Trustlessness, or trustless systems, are (usually economic) systems which exist without the need for trust. I don’t need to trust or not trust other nodes on the blockchain. It is literally impossible for them to successfully lie to me or manipulate my transaction. If I own some Bitcoin, no other person in the world can take that away from me. It’s not like a bank or PayPal who can freeze my funds. I have trustless access to those funds, and trustless control over them.

What does it mean to say a blockchain is “decentralized?”

A decentralized system is one that has no central point of failure or control.

For example, PayPal is a single corporate entity in the United States. If PayPal Inc, goes out of business, you will no longer be able to use PayPal to hold or transfer your funds. If PayPal inc, decides to freeze your assets, you no longer have any opportunity to reclaim them except through interacting with PayPal.

A blockchain, however, is decentralized. There is no “Bitcoin Inc” or any other company that runs Bitcoin. Bitcoin cannot be shut down or destroyed.

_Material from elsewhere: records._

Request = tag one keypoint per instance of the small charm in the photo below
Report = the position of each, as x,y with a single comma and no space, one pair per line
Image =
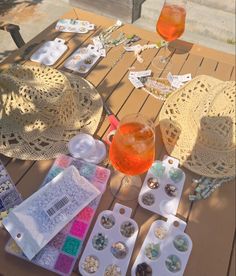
113,270
171,190
153,183
143,269
173,263
88,61
161,232
100,241
148,199
119,250
181,243
107,221
158,169
152,251
176,175
127,229
90,264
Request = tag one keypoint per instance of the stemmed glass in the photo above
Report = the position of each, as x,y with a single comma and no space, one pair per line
170,26
132,152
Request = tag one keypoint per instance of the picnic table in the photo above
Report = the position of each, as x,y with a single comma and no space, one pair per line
211,222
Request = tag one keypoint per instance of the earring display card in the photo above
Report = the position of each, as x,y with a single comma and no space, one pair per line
9,196
83,59
165,250
74,26
162,187
110,246
61,253
50,52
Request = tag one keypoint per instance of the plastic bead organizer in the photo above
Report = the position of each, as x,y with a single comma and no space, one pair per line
110,246
165,250
61,253
162,187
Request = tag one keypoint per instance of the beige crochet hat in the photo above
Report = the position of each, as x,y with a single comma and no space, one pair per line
41,109
198,126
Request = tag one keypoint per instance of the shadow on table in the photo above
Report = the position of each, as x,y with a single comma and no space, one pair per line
180,47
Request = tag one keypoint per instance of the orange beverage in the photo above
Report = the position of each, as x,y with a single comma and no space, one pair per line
171,22
132,149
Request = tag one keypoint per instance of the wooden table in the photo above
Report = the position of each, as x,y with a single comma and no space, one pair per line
211,222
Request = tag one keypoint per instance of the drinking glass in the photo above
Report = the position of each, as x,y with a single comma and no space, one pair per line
132,152
170,25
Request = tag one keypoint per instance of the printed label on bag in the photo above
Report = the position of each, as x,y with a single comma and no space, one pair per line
40,217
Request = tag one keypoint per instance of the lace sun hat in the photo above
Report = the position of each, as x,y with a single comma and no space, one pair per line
197,123
41,109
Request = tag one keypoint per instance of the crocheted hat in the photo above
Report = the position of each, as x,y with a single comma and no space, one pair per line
41,109
198,126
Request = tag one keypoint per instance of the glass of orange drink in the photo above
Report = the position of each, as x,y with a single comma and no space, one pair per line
170,25
132,152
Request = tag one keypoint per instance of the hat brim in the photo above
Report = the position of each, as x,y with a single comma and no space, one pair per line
48,144
180,123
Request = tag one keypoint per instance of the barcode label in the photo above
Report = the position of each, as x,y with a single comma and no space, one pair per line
57,206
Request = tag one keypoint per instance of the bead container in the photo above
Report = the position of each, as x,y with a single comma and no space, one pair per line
61,253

The public ledger is decentralized because copies of it exist on tens of thousands of computers all over the world. If I turn off my computer, it doesn’t shut down the Bitcoin blockchain. The blockchain keeps progressing and in the morning when I turn on my computer again, it will just catch up with the ledger by downloading the latest blocks.

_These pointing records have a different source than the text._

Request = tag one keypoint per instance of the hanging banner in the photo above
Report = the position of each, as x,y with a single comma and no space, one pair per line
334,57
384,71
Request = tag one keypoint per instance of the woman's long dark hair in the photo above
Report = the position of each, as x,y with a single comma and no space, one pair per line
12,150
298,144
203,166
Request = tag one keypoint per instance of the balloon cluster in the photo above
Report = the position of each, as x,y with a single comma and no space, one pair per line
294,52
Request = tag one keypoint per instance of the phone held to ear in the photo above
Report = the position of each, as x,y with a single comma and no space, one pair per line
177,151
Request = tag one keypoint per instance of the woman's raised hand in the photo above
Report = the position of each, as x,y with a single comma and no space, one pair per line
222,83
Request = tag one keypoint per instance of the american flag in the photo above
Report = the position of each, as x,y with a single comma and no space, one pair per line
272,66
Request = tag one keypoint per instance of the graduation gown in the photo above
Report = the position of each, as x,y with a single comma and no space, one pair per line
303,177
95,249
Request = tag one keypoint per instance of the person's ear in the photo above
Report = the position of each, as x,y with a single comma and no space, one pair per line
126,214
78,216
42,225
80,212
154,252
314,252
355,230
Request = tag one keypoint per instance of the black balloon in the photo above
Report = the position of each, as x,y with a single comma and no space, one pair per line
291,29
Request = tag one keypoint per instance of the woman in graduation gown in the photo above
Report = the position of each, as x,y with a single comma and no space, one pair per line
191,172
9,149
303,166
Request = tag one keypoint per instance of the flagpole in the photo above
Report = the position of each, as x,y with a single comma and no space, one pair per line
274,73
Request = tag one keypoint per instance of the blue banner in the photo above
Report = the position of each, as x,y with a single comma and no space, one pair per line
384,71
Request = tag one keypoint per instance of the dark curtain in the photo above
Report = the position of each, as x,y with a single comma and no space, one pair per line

Blockchain vs Public Ledger

So we now understand that the key differences between our classic “public ledger” system and a blockchain boil down to:

1. Decentralization: Everyone has a copy of the ledger.
2. Trustlessness: Impossible to fake validation methods (private/public keys) mean that the data we see in the ledger must be true.
3. Consensus: Everyone in the system gets a vote when it comes to validating the data.

Bringing it Back to the Island

So if our island was to implement many of these features we would now have a system where:

• Each family earns votes based on how many coconuts they produce.
• Each family stamps transactions they are part of with a special wax seal that only they can make.
• Each family votes to decide if they believe the stamps to be real and genuine in each transaction and at least 51% of the families must agree or the transaction is removed from the ledger.
• Each family keeps their own copy of the ledger, and updates it by asking other families for the latest updates and only recording the transactions if more than 51% of families agree on the transactions.
• In exchange for helping to validate transactions, each of the families are rewarded with a small cut of the transaction as a fee.

That’s it. That’s essentially a blockchain without electricity, without the internet, without any technology at all. Blockchains seem big and scary, but, when we think of them on our little tropical island it’s pretty straight forward.